Closed radchenkoam closed 3 years ago
postgresql-12
командой
gcloud
$ gcloud beta compute --project=de-2020-11 instances create postrgesql-12 \ --zone=europe-north1-c \ --machine-type=e2-medium \ --subnet=default \ --network-tier=PREMIUM \ --maintenance-policy=MIGRATE \ --service-account=313591580200-compute@developer.gserviceaccount.com \ --scopes=https://www.googleapis.com/auth/cloud-platform \ --image=ubuntu-1804-bionic-v20201111 \ --image-project=ubuntu-os-cloud \ --boot-disk-size=10GB \ --boot-disk-type=pd-ssd \ --boot-disk-device-name=postrgesql-12 \ --no-shielded-secure-boot \ --shielded-vtpm \ --shielded-integrity-monitoring \ --reservation-affinity=any
подключился к ВМ по ssh
, установил PostgreSQL 12-й версии
$ wget --quiet -O - https://www.postgresql.org/media/keys/ACCC4CF8.asc | sudo apt-key add -
$ echo "deb http://apt.postgresql.org/pub/repos/apt/ `lsb_release -cs`-pgdg main" | sudo tee /etc/apt/sources.list.d/pgdg.list
$ sudo apt -y update && sudo apt -y install postgresql-12 postgresql-client-12
немного настроил по рекомендациям PGTune :fire:
$ sudo nano /etc/postgresql/12/main/postgresql.conf
$ sudo pg_ctlcluster 12 main restart
postgresql.conf
# DB Version: 12 # OS Type: linux # DB Type: oltp # Total Memory (RAM): 4 GB # CPUs num: 2 # Connections num: 20 # Data Storage: ssd max_connections = 100 shared_buffers = 1GB effective_cache_size = 3GB maintenance_work_mem = 256MB checkpoint_completion_target = 0.9 wal_buffers = 16MB default_statistics_target = 100 random_page_cost = 1.1 effective_io_concurrency = 200 work_mem = 52428kB min_wal_size = 2GB max_wal_size = 8GB max_worker_processes = 2 max_parallel_workers_per_gather = 1 max_parallel_workers = 2 max_parallel_maintenance_workers = 1
проверил, что всё ок :+1:
$ sudo -u postgres pg_lsclusters
Ver Cluster Port Status Owner Data directory Log file
12 main 5432 online postgres /var/lib/postgresql/12/main /var/log/postgresql/postgresql-12-main.log
подключился к серверу PostgreSQL через клиент psql
$ sudo su postgres
$ psql
создал БД hw1
postgres=# create database hw1;
CREATE DATABASE
создал пользователя appuser
и дал ему полные разрешения на БД hw1
postgres=# \c hw1
You are now connected to database "hw1" as user "postgres".
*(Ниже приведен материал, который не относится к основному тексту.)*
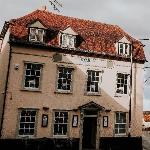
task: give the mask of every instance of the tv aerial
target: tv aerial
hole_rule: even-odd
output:
[[[49,0],[50,4],[53,6],[53,9],[60,12],[60,7],[63,7],[58,0]]]

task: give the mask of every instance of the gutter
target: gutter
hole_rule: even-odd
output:
[[[3,102],[3,109],[2,109],[2,120],[1,120],[1,128],[0,128],[0,138],[2,137],[2,129],[3,129],[3,122],[4,122],[4,111],[5,111],[5,106],[6,106],[6,96],[7,96],[7,89],[8,89],[8,79],[9,79],[9,74],[10,74],[10,62],[12,58],[12,47],[10,45],[10,52],[9,52],[9,59],[8,59],[8,68],[7,68],[7,75],[6,75],[6,84],[5,84],[5,91],[4,91],[4,102]]]

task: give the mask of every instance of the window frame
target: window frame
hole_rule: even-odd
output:
[[[121,48],[122,45],[122,48]],[[126,45],[128,46],[126,48]],[[122,49],[122,53],[120,52]],[[118,42],[118,54],[121,56],[130,57],[131,56],[131,44],[130,43],[124,43],[124,42]]]
[[[19,134],[19,130],[20,130],[20,119],[21,119],[21,112],[25,110],[25,111],[35,111],[35,122],[34,122],[34,134],[33,135],[28,135],[28,134]],[[21,137],[21,138],[32,138],[32,137],[36,137],[37,134],[37,123],[38,123],[38,109],[37,108],[18,108],[18,123],[17,123],[17,136]]]
[[[71,37],[70,39],[68,37]],[[65,38],[65,39],[64,39]],[[70,49],[74,49],[75,48],[75,45],[76,45],[76,35],[73,35],[73,34],[69,34],[69,33],[60,33],[60,46],[63,47],[63,48],[70,48]],[[72,41],[73,44],[69,44],[70,41]],[[66,41],[66,42],[64,42]]]
[[[118,74],[123,74],[124,76],[127,75],[127,79],[124,78],[124,83],[125,83],[125,80],[127,80],[127,84],[126,84],[126,87],[127,87],[126,91],[127,91],[127,93],[124,93],[124,91],[125,91],[124,90],[124,83],[123,83],[123,93],[117,92],[117,90],[118,90],[117,85],[121,84],[121,83],[118,83]],[[120,80],[121,80],[121,78],[120,78]],[[129,95],[129,86],[130,86],[130,74],[126,73],[126,72],[117,72],[117,74],[116,74],[116,89],[115,89],[115,94],[116,95],[120,95],[120,96],[121,95]]]
[[[37,40],[36,35],[34,39],[31,38],[31,30],[35,29],[36,34],[39,32],[39,30],[42,30],[42,40]],[[36,42],[36,43],[43,43],[44,42],[44,36],[45,36],[45,29],[38,28],[38,27],[29,27],[29,42]]]
[[[67,123],[65,123],[66,125],[67,125],[67,132],[66,132],[66,134],[55,134],[55,129],[54,129],[54,125],[55,125],[55,113],[56,112],[66,112],[67,113],[67,117],[68,117],[68,119],[67,119]],[[64,138],[66,138],[66,137],[68,137],[68,135],[69,135],[69,128],[70,128],[70,124],[69,124],[69,122],[70,122],[70,114],[69,114],[69,111],[67,111],[67,110],[53,110],[53,125],[52,125],[52,133],[53,133],[53,137],[64,137]],[[62,124],[62,123],[61,123]]]
[[[43,67],[44,67],[44,63],[31,62],[31,61],[23,61],[23,63],[24,63],[24,71],[23,71],[23,80],[22,80],[22,89],[21,89],[21,90],[26,90],[26,91],[41,91],[41,89],[42,89],[42,77],[43,77]],[[40,79],[39,79],[39,87],[38,87],[38,88],[25,87],[26,64],[37,64],[37,65],[41,65]]]
[[[71,82],[70,82],[70,90],[58,89],[58,80],[59,80],[59,68],[67,68],[71,69]],[[74,77],[75,68],[67,65],[57,65],[56,70],[56,84],[55,84],[55,93],[63,93],[63,94],[72,94],[73,93],[73,77]]]
[[[117,122],[116,122],[116,119],[117,119],[117,118],[116,118],[116,116],[117,116],[116,114],[117,114],[117,113],[119,113],[119,115],[120,115],[121,113],[124,113],[124,114],[125,114],[125,120],[126,120],[125,123],[117,123]],[[116,133],[116,131],[115,131],[115,130],[116,130],[116,127],[115,127],[116,124],[117,124],[117,125],[120,125],[120,124],[121,124],[121,125],[125,125],[125,128],[117,128],[118,132],[119,132],[120,129],[125,129],[125,133],[120,133],[120,132],[119,132],[119,133],[118,133],[118,132]],[[116,112],[115,112],[114,134],[115,134],[115,136],[126,136],[126,135],[127,135],[127,112],[122,112],[122,111],[116,111]]]
[[[87,91],[88,71],[99,72],[98,92]],[[101,83],[102,83],[102,73],[103,73],[103,71],[88,69],[88,70],[86,71],[86,73],[87,73],[87,74],[86,74],[85,94],[86,94],[86,95],[96,95],[96,96],[101,95],[101,86],[100,86],[100,85],[101,85]],[[95,82],[94,82],[94,83],[95,83]]]

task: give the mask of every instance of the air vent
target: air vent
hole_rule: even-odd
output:
[[[53,61],[54,61],[54,62],[62,61],[62,55],[61,55],[61,54],[58,54],[58,53],[54,54],[54,55],[53,55]]]

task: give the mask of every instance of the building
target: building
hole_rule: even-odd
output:
[[[143,130],[150,130],[150,111],[143,112]]]
[[[1,36],[2,139],[142,135],[143,45],[120,27],[36,10]]]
hw1=# create user appuser with password 'ktw$399S04G5';
CREATE ROLE
hw1=# grant all privileges on database hw1 to appuser;
GRANT
прокинул порт 5432 через ssh
на свой локальный компьютер
$ gcloud compute ssh postrgesql-12 \
--project de-2020-11 \
--zone europe-north1-c \
-- -L 5432:localhost:5432
подключился к PostgreSQL с использованием нового логина-пароля :+1:
$ psql -h 127.0.0.1 -p 5432 -d hw1 -U appuser -W
Password: ktw$399S04G5
psql (12.4 (Ubuntu 12.4-0ubuntu0.20.04.1), server 12.5 (Ubuntu 12.5-1.pgdg18.04+1))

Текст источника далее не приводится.